Theory number 2: This one is related to Theory number 1 in that divisive partisan politics is a driving factor. And before you go all partisan on me here, this theory is directed at both Republicans and Democrats. When a Republican was in the White House, more Democrats believed crime was rising, Keohane says. When a Democrat was in the White House, more Republicans believed crime was rising. And apparently the die was cast in that one party’s partisans don’t cancel out the other party’s partisans, at least at it relates to crime perceptions, when the parties switch power spots in government — apparently, instead of canceling each other out, the feelings of concern about crime instead continue to grow.

Theory number 3: The "rapidly changing composition of the population" — read that as creeping diversity in our neighborhoods — causes otherwise rational neighbors to feel less safe, making it more difficult for them to believe statistics that report crime is falling. The theory here is that as "the United States becomes a majority-minority nation and the established groups begin to look upon newcomers as yet more evidence that the nation is moving further away from their own beloved good old days."

So what to make of it all?
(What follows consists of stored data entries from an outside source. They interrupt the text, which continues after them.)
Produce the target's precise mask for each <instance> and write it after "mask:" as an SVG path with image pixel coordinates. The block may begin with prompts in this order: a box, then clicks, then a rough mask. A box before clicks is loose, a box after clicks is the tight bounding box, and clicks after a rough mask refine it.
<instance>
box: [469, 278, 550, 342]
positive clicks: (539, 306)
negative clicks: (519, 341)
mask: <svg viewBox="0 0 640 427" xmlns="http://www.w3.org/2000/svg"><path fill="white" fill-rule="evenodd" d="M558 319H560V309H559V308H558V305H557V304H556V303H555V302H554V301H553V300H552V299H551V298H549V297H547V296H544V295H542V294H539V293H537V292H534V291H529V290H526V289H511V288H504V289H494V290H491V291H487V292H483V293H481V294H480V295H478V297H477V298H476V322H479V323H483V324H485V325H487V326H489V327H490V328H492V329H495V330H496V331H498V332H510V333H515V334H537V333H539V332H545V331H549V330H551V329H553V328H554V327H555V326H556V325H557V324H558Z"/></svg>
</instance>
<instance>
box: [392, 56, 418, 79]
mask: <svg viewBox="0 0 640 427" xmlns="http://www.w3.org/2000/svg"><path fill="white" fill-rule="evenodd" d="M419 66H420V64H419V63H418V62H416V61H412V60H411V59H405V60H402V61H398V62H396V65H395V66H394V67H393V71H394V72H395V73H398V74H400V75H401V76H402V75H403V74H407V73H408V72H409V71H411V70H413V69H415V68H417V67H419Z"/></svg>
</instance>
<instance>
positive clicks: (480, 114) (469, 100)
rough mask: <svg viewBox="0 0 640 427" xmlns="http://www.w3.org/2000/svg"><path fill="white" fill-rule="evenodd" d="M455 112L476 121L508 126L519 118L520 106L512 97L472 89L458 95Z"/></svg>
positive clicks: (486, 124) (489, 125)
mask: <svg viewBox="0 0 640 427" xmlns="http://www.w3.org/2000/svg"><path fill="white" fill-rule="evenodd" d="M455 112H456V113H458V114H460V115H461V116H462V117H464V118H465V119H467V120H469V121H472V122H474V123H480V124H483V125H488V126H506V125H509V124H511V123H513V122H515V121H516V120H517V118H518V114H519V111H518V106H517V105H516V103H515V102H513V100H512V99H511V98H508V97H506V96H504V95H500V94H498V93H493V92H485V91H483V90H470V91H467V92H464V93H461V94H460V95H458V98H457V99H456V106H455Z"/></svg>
I’m not smart enough to answer that question, although there’s certainly food for thought in the DMN story.

The only real positive I noted in the story: Apparently, Gallup poll findings indicate that even as we are convinced that crime is rising overall, we have a much more accurate reading about crime in our immediate neighorhood (this sounds a little like the theory that everyone else’s congressman is an idiot, but the guy/gal representing us is OK, doesn’t it?).

As the story says, "the turning point may come, then, when we begin to realize that our country is nothing more than a collection of neighborhoods. And that all of those other neighborhoods out there — the ones we seem to believe are sliding toward anarchy — are a lot more like ours than we’ve been willing to admit."